アーバンスフィアは、完全自動運転での移動も提案している。自動運転モードでは、円形のメーターパネルをはじめ、バーチャルディスプレイのブラックスクリーンも表示されない。
また乗員は、高品質の素材で構成された居心地の良い空間に包まれる。パネル、シートカバー、フロアカーペットには、高品質な感触と手触りの良さを備えたウッドやウール、合成ファブリックが採用されている。ソフトなベージュとグレーの色調が、水平基調のインテリアを構成している。シートシェルのカラーには、控えめなダークグリーンが採用されて、落ち着いた雰囲気を演出している。インテリアのカラーゾーンは上から下に向かって明るくなり、室内空間に注ぎ込む自然光とともに、均質で幅の広いインテリアを創出しているという。
◆状況に応じて表示サイズが変わるディスプレイ
ワンタッチで車両を起動させると、インテリアのディスプレイは、フロントウィンドウ下のウッドパネルに表示される。ステアリングホイールを使用する手動モードか、レベル4の自動運転かを問わず、運転状況に応じて、これらのディスプレイは、インテリア全幅いっぱいに表示される場合と、運転席および助手席間で分割表示される場合がある。走行中に必要なすべての情報は、高解像度で表示される。
また、投影面の下には、センサーバーが一体化されており、音楽再生やナビゲーションなど、異なるコンテンツを素早く切り替えられるようにしている。ここには、車内でアクティブになっているすべての機能とアプリケーションが表示され、メニューごとにアイコンが点滅する。
ドア開放部の近くには、コントロールシステムの「MMIタッチレスレスポンス」がレイアウトされた。ドライバーや乗員が、背もたれを立てた状態でシートに座っている場合、MMIタッチレスレスポンスを操作して、回転するリングとボタンを介してさまざまなメニューを選択してクリックすることにより、各種機能をシンプルで直感的な方法で操作することができるという。
◆左右のドアアームレストにはVRメガネを収納
その一方で、背もたれを後方にリクライニングさせている場合、このシートポジションでは、乗員はアイトラッキングやジェスチャーコントロール機能を組み合わせて使用できる。

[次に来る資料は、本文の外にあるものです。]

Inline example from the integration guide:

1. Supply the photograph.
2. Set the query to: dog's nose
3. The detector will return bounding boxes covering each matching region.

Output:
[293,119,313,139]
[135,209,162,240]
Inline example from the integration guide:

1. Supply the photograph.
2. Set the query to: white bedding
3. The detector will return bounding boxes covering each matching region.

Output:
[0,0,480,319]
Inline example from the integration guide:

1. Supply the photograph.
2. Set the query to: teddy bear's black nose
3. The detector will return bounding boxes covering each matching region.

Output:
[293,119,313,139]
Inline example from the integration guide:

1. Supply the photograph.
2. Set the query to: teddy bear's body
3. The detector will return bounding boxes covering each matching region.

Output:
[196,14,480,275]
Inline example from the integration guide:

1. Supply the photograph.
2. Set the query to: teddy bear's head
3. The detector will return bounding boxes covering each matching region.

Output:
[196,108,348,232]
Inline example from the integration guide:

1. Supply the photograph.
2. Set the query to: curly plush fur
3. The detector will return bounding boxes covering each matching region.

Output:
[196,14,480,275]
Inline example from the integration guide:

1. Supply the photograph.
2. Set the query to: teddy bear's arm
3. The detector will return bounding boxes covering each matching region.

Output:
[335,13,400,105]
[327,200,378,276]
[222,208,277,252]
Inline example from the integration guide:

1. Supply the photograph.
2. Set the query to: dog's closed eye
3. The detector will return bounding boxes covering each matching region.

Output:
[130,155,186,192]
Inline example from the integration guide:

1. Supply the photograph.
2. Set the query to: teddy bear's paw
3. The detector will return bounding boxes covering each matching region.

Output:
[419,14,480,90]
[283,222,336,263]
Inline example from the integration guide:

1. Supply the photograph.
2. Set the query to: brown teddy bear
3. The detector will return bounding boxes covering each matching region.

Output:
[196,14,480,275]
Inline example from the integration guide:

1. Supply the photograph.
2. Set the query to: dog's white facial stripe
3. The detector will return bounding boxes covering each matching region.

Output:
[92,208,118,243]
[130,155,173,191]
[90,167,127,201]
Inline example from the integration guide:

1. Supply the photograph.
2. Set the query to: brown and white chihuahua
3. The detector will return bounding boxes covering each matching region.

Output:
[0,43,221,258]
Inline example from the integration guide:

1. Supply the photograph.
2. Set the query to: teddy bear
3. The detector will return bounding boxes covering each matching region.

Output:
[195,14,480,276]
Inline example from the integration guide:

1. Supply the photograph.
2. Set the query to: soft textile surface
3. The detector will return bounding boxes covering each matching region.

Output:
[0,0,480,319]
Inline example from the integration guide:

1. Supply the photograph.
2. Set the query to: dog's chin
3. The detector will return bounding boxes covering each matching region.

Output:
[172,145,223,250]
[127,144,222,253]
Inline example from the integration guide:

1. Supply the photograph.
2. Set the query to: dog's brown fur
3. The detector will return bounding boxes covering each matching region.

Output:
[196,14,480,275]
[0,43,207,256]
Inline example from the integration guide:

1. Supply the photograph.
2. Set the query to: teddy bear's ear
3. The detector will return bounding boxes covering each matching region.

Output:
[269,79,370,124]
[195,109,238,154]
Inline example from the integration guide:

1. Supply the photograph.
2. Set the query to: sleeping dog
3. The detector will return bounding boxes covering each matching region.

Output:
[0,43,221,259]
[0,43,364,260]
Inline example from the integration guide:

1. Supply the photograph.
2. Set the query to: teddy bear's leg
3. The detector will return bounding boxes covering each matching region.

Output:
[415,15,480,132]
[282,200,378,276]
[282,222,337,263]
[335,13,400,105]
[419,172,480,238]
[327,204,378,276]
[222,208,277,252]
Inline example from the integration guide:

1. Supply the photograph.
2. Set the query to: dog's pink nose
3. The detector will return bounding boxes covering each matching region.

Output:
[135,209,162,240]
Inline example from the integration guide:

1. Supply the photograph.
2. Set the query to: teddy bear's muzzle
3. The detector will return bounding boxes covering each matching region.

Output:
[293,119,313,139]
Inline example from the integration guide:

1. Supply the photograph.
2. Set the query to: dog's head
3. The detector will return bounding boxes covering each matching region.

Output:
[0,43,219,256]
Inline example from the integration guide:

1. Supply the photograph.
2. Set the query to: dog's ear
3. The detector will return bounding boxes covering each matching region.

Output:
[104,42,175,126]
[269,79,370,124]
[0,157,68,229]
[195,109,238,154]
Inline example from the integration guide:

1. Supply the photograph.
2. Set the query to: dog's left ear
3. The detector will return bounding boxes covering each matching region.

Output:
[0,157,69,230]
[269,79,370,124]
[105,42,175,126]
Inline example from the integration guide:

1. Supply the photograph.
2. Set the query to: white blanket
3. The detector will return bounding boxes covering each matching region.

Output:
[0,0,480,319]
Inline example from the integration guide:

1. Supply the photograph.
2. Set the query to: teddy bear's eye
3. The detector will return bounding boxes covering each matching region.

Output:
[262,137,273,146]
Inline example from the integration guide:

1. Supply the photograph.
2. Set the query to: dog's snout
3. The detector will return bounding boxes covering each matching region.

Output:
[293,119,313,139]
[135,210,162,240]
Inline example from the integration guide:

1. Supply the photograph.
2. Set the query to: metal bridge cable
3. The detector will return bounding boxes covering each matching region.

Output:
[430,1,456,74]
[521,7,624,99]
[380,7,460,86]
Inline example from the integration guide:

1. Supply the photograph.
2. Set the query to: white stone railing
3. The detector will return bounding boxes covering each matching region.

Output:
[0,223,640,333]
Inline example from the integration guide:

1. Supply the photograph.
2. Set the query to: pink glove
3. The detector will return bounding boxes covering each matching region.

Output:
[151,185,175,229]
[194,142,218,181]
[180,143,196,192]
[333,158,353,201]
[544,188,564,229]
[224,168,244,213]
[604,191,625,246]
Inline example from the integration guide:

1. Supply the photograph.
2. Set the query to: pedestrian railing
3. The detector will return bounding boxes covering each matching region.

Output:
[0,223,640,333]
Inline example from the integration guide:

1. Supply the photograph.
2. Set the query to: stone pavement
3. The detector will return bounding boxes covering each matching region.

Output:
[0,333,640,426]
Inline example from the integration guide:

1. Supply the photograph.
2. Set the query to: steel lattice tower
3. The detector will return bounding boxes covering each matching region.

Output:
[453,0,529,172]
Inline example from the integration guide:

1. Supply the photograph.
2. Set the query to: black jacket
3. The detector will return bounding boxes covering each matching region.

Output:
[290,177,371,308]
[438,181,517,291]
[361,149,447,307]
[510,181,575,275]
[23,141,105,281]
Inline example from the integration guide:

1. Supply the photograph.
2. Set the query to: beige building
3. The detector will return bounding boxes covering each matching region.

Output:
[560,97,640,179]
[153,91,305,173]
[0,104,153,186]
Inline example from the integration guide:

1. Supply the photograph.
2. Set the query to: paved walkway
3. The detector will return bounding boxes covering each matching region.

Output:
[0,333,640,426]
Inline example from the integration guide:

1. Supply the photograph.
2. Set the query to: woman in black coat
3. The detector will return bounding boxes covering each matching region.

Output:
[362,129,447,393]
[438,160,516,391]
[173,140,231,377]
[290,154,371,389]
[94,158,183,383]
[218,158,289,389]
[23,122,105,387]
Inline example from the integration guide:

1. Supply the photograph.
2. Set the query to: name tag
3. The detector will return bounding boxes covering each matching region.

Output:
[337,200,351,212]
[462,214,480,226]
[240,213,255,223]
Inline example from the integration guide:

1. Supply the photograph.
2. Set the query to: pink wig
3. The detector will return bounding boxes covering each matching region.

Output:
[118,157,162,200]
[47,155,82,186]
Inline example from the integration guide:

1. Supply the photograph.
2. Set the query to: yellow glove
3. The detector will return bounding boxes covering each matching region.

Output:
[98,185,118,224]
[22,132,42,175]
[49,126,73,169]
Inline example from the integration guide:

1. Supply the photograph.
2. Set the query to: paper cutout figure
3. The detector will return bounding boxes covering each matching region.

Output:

眼に向けられたセンサーは、乗員の視線を検知して、コントロールユニットを作動させる。この場合、乗員は身体を起こすことなく、ジェスチャーだけで、手で触れずにシステムを操作することができる。
アイトラッキング、ジェスチャー、ボイスコントロール、タッチ機能など、すべての操作モードで乗員に適応し、乗員の好みや頻繁に使用する機能を学習する。その後、学習した内容に基づいて、基本的な機能を効果的に補うだけでなく、各ユーザーに個別の提案を行う。
コントロールパネルは、ドアのアームレストにも組み込まれており、光学インジケーターにより、タッチ操作できる。同時に、左右のドアアームレストにはVRメガネが収納されており、ホロライド(holoride)システムとなどのインフォテインメントデバイスと組み合わせて使用することができる。
◆アームレストなどに竹製のビスコース生地
アーバンスフィアのインテリアでは、シデを用いたウッドパネルをはじめ、持続可能な素材を使用している。このウッドは、生産拠点の近くで育った木材を使用することが可能で、幹全体を利用することができる。その加工プロセスでは、化学薬品を使用していないという。
シートパッドには、リサイクルポリアミドの「ECONYL(エコニール)」を使う。この素材は、車両が廃棄された後に、品質を損なうことなくリサイクルすることもできる。各種の素材を組み合わせて使用すると、その後のリサイクルの可能性が損なわれるため、それぞれの素材を単独で使用することは、リサイクルするために重要という。
アームレストと車両の後部には、竹製のビスコース生地を使用している。竹は通常の木材よりも速く成長し、大量のCO2を吸収し、成長するのに除草剤や農薬を必要としない利点がある、としている。